Called 'the last patch of grass', this installation provides visitors with the point of view of a patch of grass. Photo: Leilah Schubert

“If you are into horror, then go ahead, try it out,” was the invitation to unsuspecting visitors at one installation at the Bodies and Interfaces exhibition, held recently in the Io Myers Studio in association with the UNSW Creative Practice Lab.

The exhibition, which aimed to immerse participants in either utopian or dystopian futures, was the culmination of the course ‘Bodies and Interfaces’ in the School of the Arts & Media.


Turning resonance in drums into light and sound. Photo: Leilah Schubert

One of the eight installations was ‘Don’t let go’. Decorated with creepy dolls and gothic candles it invited participants to hold a ball while they entered a dystopian virtual world using an oculus rift virtual reality headset.

Don't let go

'Don't let go', a horror VR project that takes you into a dystopian world.
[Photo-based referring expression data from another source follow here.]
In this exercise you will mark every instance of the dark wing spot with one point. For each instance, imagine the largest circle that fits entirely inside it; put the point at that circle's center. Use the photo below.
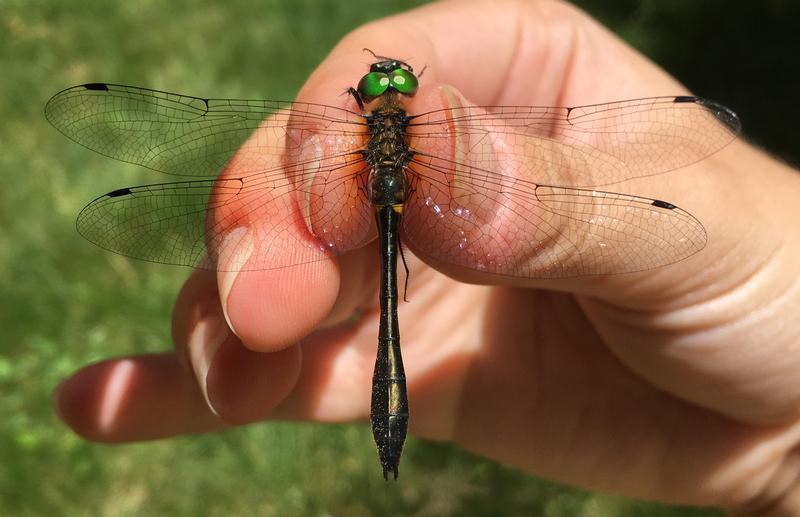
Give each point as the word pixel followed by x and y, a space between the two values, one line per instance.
pixel 96 86
pixel 120 192
pixel 663 204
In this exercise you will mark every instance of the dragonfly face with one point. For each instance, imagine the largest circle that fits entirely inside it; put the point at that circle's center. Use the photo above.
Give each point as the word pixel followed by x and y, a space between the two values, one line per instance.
pixel 504 190
pixel 387 76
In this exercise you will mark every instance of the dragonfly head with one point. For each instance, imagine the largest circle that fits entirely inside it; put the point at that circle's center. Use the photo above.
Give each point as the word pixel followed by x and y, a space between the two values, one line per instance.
pixel 387 75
Photo: Leilah Schubert

“They see knives flying near them and hear sounds like a baby crying, there’s one part where the baby gets its head chopped off – it’s supposed to be a bit gruesome,” explained media arts student Julian Bonifaz.

But, he assured his guests, if it all got too scary you could let go of the ball and the experience would stop.
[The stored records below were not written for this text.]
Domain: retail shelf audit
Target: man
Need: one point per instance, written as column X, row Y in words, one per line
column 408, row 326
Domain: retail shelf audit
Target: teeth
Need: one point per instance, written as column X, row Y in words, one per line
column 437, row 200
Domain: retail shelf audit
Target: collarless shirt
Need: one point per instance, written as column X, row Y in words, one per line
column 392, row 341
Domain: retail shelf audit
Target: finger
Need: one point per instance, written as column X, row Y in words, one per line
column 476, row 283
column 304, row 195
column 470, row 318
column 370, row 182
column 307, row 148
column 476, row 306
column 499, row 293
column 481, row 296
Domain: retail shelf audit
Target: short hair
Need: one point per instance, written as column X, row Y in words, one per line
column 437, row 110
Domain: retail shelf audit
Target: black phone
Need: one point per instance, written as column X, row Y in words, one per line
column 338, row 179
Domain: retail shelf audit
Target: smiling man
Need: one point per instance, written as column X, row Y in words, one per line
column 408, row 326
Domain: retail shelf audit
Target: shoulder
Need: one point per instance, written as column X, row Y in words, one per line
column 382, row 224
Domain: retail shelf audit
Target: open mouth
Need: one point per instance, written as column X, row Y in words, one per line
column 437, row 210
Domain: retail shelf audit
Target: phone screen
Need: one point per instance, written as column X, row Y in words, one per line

Turning voice and movement into light and sound. Photo: Leilah Schubert

“The course gives students the opportunity to explore the use of emerging and contemporary technologies to create interactive installations – looking at how humans and the human body can interact with machines and with technology,” said lecturer Andrew Burrell.
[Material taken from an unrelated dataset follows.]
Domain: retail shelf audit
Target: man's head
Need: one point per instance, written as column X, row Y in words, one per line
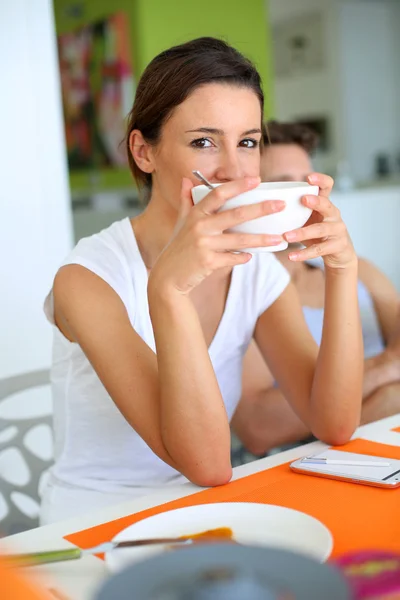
column 286, row 152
Using accelerometers in computer gaming technology to control a virtual drum machine. Photo: Leilah Schubert

“What we are doing with these projects is working from conceptualisation to a prototype. Students develop a whole suite of different skills including production skills, technical skills, interaction design, 3D graphics, and virtual reality,” he said.


An interactive visual experience of finding yourself in the image you are creating by moving around. Photo: Leilah Schubert

Students harnessed a wide range of interactive technology including light, sound and touch sensors, and full-body tracking, to provide an interactive experience ranging from conversing with a patch of grass to playing on a virtual drum kit.

Media Arts student Jessie Ponder donned a white lab coat for her installation, which led visitors down a long, dark corridor bathed in ultraviolet light to a screen at the end.


Participants make choices as they move along a corridor, which is then mapped back to a computer to provide an output at the end. Photo: Leilah Schubert

“It’s a leadership test designed to see if people can cope with making decisions during war time, and at the end you get assigned a personality based on your choices,” she said.


In this installation participants move through an audio environment which is mapped to the space. Photo: Leilah Schubert

“It’s been a lot of fun. We have learned about coding and automation between participants and experience, so it’s been fun trying to figure out how to get everything automated."